The crime rate (per 100,000 people) is below the national average, according to city-data.com. The website gave the city an aggregate crime rating of 289.6 in 2012, against a national average score of 301.1.
Arts and culture
In 2014 the Greeley Creative District was certified as an official Creative District by the Colorado Office of Economic Development and International Trade.
Union Colony Civic Center
Greeley is home to the Union Colony Civic Center, one of the largest performing arts venues in Colorado. The 1686 seat Monfort Concert Hall hosts touring Broadway musicals, concerts, comedians, along with regional and local performing arts groups. The 214 seat Hensel Phelps Theatre hosts The Stampede Troupe in addition to lectures, meetings, and smaller performances. In addition, the Tointon Gallery presents a dozen exhibits annually by local, regional, and national artists, and is free to the public.
Owned and operated by the City of Greeley, the Union Colony Civic Center sponsors many events held by the University of Northern Colorado, Greeley Philharmonic Orchestra, and the Greeley Chorale.
In popular culture
On December 12, 2006, the Immigration and Customs Enforcement (I.C.E) staged a coordinated predawn raid at the Swift & Co. meat packing plant in Greeley and at five other Swift plants in western states, interviewing illegal workers and hauling hundreds off in buses.
Greeley was featured in the books Fast Food Nation and Chew on This by Eric Schlosser.
In August 2010, Leprino Foods announced plans for a new $270 million factory in Greeley which could employ up to 500 people. Construction began in July 2010.
On May 12, 2014, Greeley was ranked number #5 of 10 "Top Small Cities for Jobs" in a Forbes article. On July 23, 2014 Forbes ranked Greeley as #4 of 10 "List of Best Cities for Job Growth "
Greeley was also mentioned multiple times in the animated comedy show, South Park, as it is close to South Park, Colorado, which is a fictional town based on Fairplay.
James A. Michener attended Colorado State College of Education, now the University of Northern Colorado, in 1936–37. He was a social science educator at the training school and at the college from 1936 to 1941. He conceived the idea for his acclaimed 1974 novel Centennial during his stay in Greeley, basing it on the real history of the town and the Colorado region.

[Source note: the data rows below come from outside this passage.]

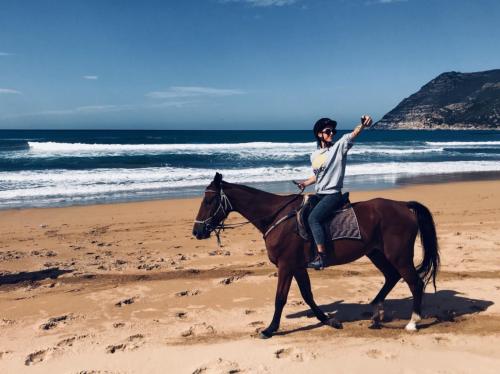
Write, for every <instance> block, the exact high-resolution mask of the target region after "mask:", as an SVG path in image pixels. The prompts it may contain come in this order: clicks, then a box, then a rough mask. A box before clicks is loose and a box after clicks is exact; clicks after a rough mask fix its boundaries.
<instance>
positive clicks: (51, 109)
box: [1, 100, 196, 119]
mask: <svg viewBox="0 0 500 374" xmlns="http://www.w3.org/2000/svg"><path fill="white" fill-rule="evenodd" d="M193 103H196V101H194V100H190V101H187V100H186V101H166V102H160V103H148V104H117V105H115V104H107V105H87V106H79V107H75V108H69V109H49V110H42V111H39V112H31V113H20V114H11V115H6V116H3V117H1V118H2V119H14V118H24V117H39V116H64V115H78V114H95V113H111V112H123V111H127V110H141V109H142V110H154V109H161V108H182V107H184V106H186V105H189V104H193Z"/></svg>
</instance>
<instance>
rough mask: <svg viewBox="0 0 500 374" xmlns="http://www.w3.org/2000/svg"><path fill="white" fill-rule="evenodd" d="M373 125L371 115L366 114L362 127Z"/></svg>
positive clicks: (364, 118)
mask: <svg viewBox="0 0 500 374" xmlns="http://www.w3.org/2000/svg"><path fill="white" fill-rule="evenodd" d="M372 123H373V120H372V117H370V116H369V115H367V114H365V115H364V116H363V117H361V125H363V127H370V126H371V125H372Z"/></svg>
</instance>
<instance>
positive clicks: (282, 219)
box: [264, 210, 296, 239]
mask: <svg viewBox="0 0 500 374" xmlns="http://www.w3.org/2000/svg"><path fill="white" fill-rule="evenodd" d="M295 215H296V211H295V210H292V211H291V212H289V213H288V214H287V215H286V216H283V217H281V218H280V219H279V220H277V221H276V222H275V223H273V224H272V225H271V227H269V228H268V229H267V231H266V232H265V233H264V239H265V238H266V236H267V235H269V233H270V232H271V231H272V230H273V229H275V228H276V226H278V225H279V224H280V223H282V222H284V221H286V220H287V219H289V218H292V217H294V216H295Z"/></svg>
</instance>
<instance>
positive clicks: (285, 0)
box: [221, 0, 299, 7]
mask: <svg viewBox="0 0 500 374" xmlns="http://www.w3.org/2000/svg"><path fill="white" fill-rule="evenodd" d="M298 1H299V0H221V2H223V3H247V4H250V5H252V6H255V7H270V6H285V5H292V4H295V3H296V2H298Z"/></svg>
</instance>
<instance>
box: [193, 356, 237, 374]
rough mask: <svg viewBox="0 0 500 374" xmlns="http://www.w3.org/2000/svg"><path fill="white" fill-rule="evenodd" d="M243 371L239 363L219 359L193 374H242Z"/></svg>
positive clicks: (198, 369) (233, 361)
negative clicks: (239, 364) (242, 371)
mask: <svg viewBox="0 0 500 374" xmlns="http://www.w3.org/2000/svg"><path fill="white" fill-rule="evenodd" d="M240 372H241V369H240V366H239V365H238V363H237V362H234V361H228V360H224V359H222V358H218V359H217V360H216V361H211V362H208V363H206V364H204V365H202V366H200V367H199V368H197V369H195V370H194V371H193V374H216V373H217V374H218V373H230V374H236V373H240Z"/></svg>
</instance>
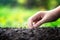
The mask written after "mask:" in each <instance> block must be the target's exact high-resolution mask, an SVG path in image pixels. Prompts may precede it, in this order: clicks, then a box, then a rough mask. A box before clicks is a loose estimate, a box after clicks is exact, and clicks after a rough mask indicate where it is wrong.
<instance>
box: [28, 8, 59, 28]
mask: <svg viewBox="0 0 60 40" xmlns="http://www.w3.org/2000/svg"><path fill="white" fill-rule="evenodd" d="M58 18H59V14H58V11H57V9H53V10H50V11H39V12H37V13H36V14H35V15H33V16H32V17H30V18H29V19H28V27H29V28H36V27H38V26H40V25H42V24H43V23H46V22H51V21H55V20H57V19H58Z"/></svg>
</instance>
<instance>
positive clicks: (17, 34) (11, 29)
mask: <svg viewBox="0 0 60 40" xmlns="http://www.w3.org/2000/svg"><path fill="white" fill-rule="evenodd" d="M0 40H60V28H57V27H56V28H35V29H22V28H0Z"/></svg>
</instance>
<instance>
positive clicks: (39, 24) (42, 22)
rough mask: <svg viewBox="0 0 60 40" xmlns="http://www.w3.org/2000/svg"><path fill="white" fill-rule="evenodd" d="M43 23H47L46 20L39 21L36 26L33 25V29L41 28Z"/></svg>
mask: <svg viewBox="0 0 60 40" xmlns="http://www.w3.org/2000/svg"><path fill="white" fill-rule="evenodd" d="M43 23H45V20H44V19H42V20H40V21H38V22H37V23H36V24H34V25H33V27H34V28H36V27H39V26H40V25H42V24H43Z"/></svg>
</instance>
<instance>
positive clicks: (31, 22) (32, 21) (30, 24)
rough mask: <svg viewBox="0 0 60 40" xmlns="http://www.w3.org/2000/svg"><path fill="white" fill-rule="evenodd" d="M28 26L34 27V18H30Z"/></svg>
mask: <svg viewBox="0 0 60 40" xmlns="http://www.w3.org/2000/svg"><path fill="white" fill-rule="evenodd" d="M28 27H29V28H30V29H32V28H33V20H32V19H29V20H28Z"/></svg>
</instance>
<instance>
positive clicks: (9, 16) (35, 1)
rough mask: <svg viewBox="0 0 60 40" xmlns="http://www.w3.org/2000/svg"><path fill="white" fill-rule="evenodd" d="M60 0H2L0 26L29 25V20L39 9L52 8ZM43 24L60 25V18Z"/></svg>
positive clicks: (45, 24)
mask: <svg viewBox="0 0 60 40" xmlns="http://www.w3.org/2000/svg"><path fill="white" fill-rule="evenodd" d="M59 5H60V0H0V27H2V28H5V27H13V28H19V27H27V20H28V18H29V17H30V16H32V15H33V14H35V13H36V12H38V11H42V10H51V9H53V8H55V7H57V6H59ZM41 26H45V27H56V26H57V27H59V26H60V19H58V20H56V21H55V22H49V23H45V24H43V25H41Z"/></svg>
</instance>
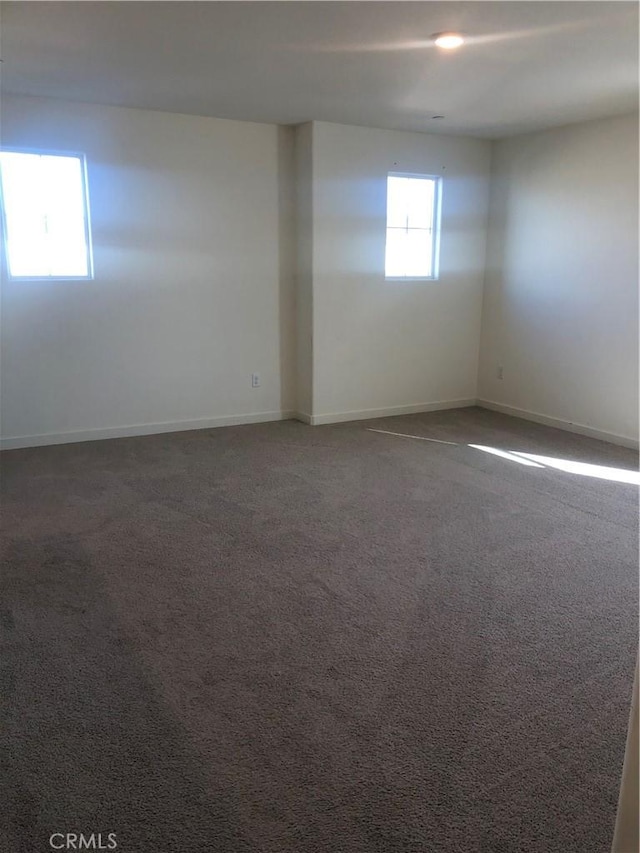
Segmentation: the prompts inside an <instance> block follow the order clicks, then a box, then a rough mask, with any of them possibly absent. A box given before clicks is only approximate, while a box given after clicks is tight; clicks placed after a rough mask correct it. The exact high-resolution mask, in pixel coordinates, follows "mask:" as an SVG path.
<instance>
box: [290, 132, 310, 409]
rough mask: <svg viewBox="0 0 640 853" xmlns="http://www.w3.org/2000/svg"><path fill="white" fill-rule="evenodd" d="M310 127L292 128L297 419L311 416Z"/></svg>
mask: <svg viewBox="0 0 640 853" xmlns="http://www.w3.org/2000/svg"><path fill="white" fill-rule="evenodd" d="M312 134H313V126H312V123H311V122H307V123H306V124H301V125H298V127H296V129H295V176H296V230H295V238H296V248H297V255H296V276H295V282H296V284H295V287H296V357H297V362H296V367H297V370H296V383H297V384H296V400H297V411H298V416H299V417H300V418H301V419H303V420H305V421H307V422H310V421H311V416H312V413H313V399H312V397H313V378H312V377H313V345H312V342H313V221H314V219H313V147H312Z"/></svg>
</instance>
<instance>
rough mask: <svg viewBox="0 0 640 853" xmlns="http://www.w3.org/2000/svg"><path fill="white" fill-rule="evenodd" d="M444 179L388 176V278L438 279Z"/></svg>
mask: <svg viewBox="0 0 640 853" xmlns="http://www.w3.org/2000/svg"><path fill="white" fill-rule="evenodd" d="M439 201H440V178H435V177H429V176H428V175H398V174H390V175H388V176H387V245H386V255H385V277H386V278H428V279H435V278H437V277H438V225H439V223H438V218H439V217H438V213H439Z"/></svg>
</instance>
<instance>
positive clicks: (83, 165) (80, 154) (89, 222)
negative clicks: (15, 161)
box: [0, 145, 94, 282]
mask: <svg viewBox="0 0 640 853" xmlns="http://www.w3.org/2000/svg"><path fill="white" fill-rule="evenodd" d="M0 152H2V153H5V152H6V153H7V154H35V155H38V156H41V157H42V156H44V157H73V158H75V159H77V160H79V161H80V174H81V176H82V200H83V205H84V239H85V246H86V250H87V275H12V273H11V266H10V264H9V232H8V228H7V217H6V207H5V201H4V195H3V186H2V180H1V179H0V220H1V222H2V241H3V249H4V252H3V254H4V264H3V266H4V272H5V274H6V276H7V279H8V280H9V281H22V282H25V281H93V279H94V270H93V248H92V244H91V208H90V205H89V177H88V173H87V158H86V156H85V155H84V154H83V153H82V152H80V151H59V150H54V149H50V148H46V149H45V148H22V147H17V146H14V145H2V146H1V147H0Z"/></svg>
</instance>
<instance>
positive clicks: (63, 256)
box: [0, 150, 92, 279]
mask: <svg viewBox="0 0 640 853" xmlns="http://www.w3.org/2000/svg"><path fill="white" fill-rule="evenodd" d="M0 176H1V178H2V181H1V185H2V210H3V216H4V231H5V241H6V242H5V245H6V250H7V251H6V256H7V267H8V272H9V276H10V278H15V279H28V278H39V279H41V278H65V279H68V278H92V268H91V267H92V265H91V244H90V237H89V216H88V202H87V185H86V179H85V163H84V157H82V156H80V155H77V154H64V155H63V154H40V153H29V152H23V151H6V150H5V151H1V152H0Z"/></svg>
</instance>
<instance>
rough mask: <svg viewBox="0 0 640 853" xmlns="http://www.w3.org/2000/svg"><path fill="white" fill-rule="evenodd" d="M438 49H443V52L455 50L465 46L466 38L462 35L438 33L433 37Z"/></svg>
mask: <svg viewBox="0 0 640 853" xmlns="http://www.w3.org/2000/svg"><path fill="white" fill-rule="evenodd" d="M432 38H433V40H434V42H435V44H436V47H441V48H442V49H443V50H455V49H456V47H460V46H461V45H463V44H464V38H463V37H462V36H461V35H460V33H436V34H435V35H433V36H432Z"/></svg>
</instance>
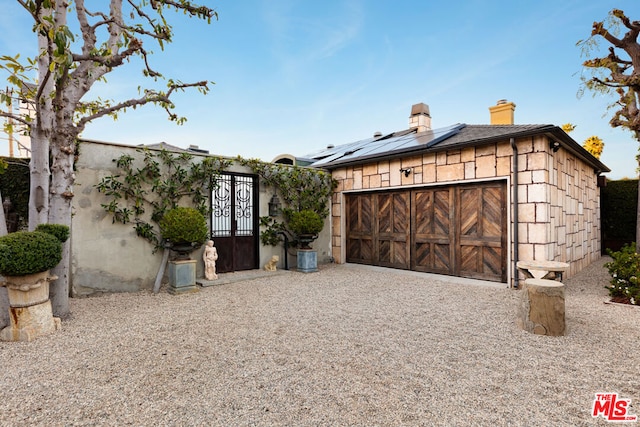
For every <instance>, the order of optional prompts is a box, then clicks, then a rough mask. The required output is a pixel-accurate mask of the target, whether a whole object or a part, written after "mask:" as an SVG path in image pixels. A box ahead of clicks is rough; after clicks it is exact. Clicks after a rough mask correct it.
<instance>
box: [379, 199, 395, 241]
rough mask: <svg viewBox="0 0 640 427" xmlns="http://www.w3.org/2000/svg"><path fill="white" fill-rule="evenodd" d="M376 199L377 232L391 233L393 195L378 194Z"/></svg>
mask: <svg viewBox="0 0 640 427" xmlns="http://www.w3.org/2000/svg"><path fill="white" fill-rule="evenodd" d="M377 199H378V221H377V222H378V233H391V230H392V221H393V214H392V212H393V210H392V209H393V206H392V202H393V197H392V196H391V195H390V194H380V195H378V197H377Z"/></svg>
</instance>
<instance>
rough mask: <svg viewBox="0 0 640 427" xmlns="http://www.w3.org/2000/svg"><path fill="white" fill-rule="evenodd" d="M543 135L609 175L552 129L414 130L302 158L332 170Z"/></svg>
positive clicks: (557, 128) (572, 142) (371, 140)
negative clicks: (516, 138) (390, 159)
mask: <svg viewBox="0 0 640 427" xmlns="http://www.w3.org/2000/svg"><path fill="white" fill-rule="evenodd" d="M542 134H546V135H547V136H548V137H549V138H551V139H554V140H556V141H558V142H560V143H561V146H562V147H563V148H565V149H567V150H568V151H570V152H572V153H573V154H574V155H576V156H577V157H579V158H581V159H582V160H583V161H585V162H587V163H588V164H590V165H591V166H593V168H594V169H595V170H596V171H597V172H610V171H611V170H610V169H609V168H608V167H607V166H605V165H604V164H603V163H602V162H600V160H598V159H596V158H595V157H594V156H593V155H592V154H591V153H589V152H588V151H587V150H585V149H584V148H583V147H582V146H581V145H580V144H578V143H577V142H576V141H574V140H573V139H572V138H571V137H570V136H569V135H568V134H567V133H566V132H565V131H563V130H562V129H561V128H559V127H558V126H555V125H468V124H465V123H457V124H455V125H451V126H447V127H444V128H439V129H432V130H427V131H424V132H418V131H417V129H415V128H414V129H407V130H403V131H399V132H393V133H390V134H387V135H382V136H374V137H372V138H367V139H363V140H360V141H356V142H352V143H349V144H344V145H339V146H335V147H333V146H329V147H327V148H326V149H323V150H319V151H317V152H314V153H311V154H307V155H305V156H303V157H305V158H311V159H314V160H315V161H314V163H312V164H311V166H314V167H322V168H326V169H334V168H337V167H341V166H347V165H356V164H363V163H369V162H371V161H377V160H385V159H389V158H398V157H405V156H410V155H413V154H424V153H432V152H439V151H446V150H453V149H460V148H464V147H471V146H479V145H485V144H492V143H496V142H500V141H505V140H509V139H510V138H522V137H527V136H534V135H542Z"/></svg>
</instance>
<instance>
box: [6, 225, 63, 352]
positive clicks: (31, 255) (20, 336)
mask: <svg viewBox="0 0 640 427" xmlns="http://www.w3.org/2000/svg"><path fill="white" fill-rule="evenodd" d="M68 237H69V228H68V227H67V226H64V225H59V224H42V225H39V226H38V227H37V228H36V231H19V232H16V233H11V234H7V235H6V236H2V237H0V274H1V275H2V276H4V282H2V283H0V285H1V286H6V287H7V294H8V296H9V312H10V316H9V317H10V319H11V324H10V325H9V326H8V327H6V328H4V329H3V330H2V331H1V332H0V339H2V340H4V341H31V340H33V339H34V338H36V337H37V336H39V335H42V334H45V333H49V332H53V331H55V330H56V329H59V328H60V319H58V318H54V317H53V312H52V309H51V301H49V282H50V281H52V280H55V279H57V277H56V276H51V275H49V270H50V269H51V268H53V267H55V266H56V265H58V263H59V262H60V260H61V259H62V243H63V242H65V241H66V240H67V239H68Z"/></svg>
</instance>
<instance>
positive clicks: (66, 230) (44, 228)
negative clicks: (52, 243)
mask: <svg viewBox="0 0 640 427" xmlns="http://www.w3.org/2000/svg"><path fill="white" fill-rule="evenodd" d="M36 231H42V232H43V233H48V234H52V235H54V236H55V237H56V238H57V239H58V240H60V242H62V243H64V242H66V241H67V239H68V238H69V227H67V226H66V225H62V224H39V225H38V226H37V227H36Z"/></svg>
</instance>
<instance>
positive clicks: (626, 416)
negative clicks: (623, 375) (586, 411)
mask: <svg viewBox="0 0 640 427" xmlns="http://www.w3.org/2000/svg"><path fill="white" fill-rule="evenodd" d="M630 406H631V399H621V398H619V397H618V393H596V398H595V399H594V400H593V410H592V411H591V416H592V417H593V418H597V417H599V416H602V418H604V419H605V420H607V421H617V422H620V421H623V422H624V421H628V422H633V421H638V416H637V415H631V414H629V409H630Z"/></svg>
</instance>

Egyptian Islamist Sayyid Qutb studied at the Colorado State College of Education, now the University of Northern Colorado, in 1949. On May 6, 2003, Robert Siegel, the senior host of All Things Considered on National Public Radio reported that Sayyid Qutb wrote a distorted chronology of American history in his book The America I Have Seen (1951). In his book, Qutb stated that Greeley began with wars against the Native Americans and that those wars were still underway in 1949. Qutb also stated that Latinos were pushed out of the Greeley area, towards Central America, prior to the start of the American Revolution. Qutb portrayed Greeley as a hotbed of debauchery, rife with "naked legs" and "animal-like" mixing of the sexes, however, Egyptian political scientist Mamoun Fandy contends that Qutb's critique of America was warning Egyptians of the West, of modernity, and of things they were attracted to. As for Qutb's revulsion over American sexuality, Fandy says there is no evidence that Qutb ever had a sexual relationship in his life.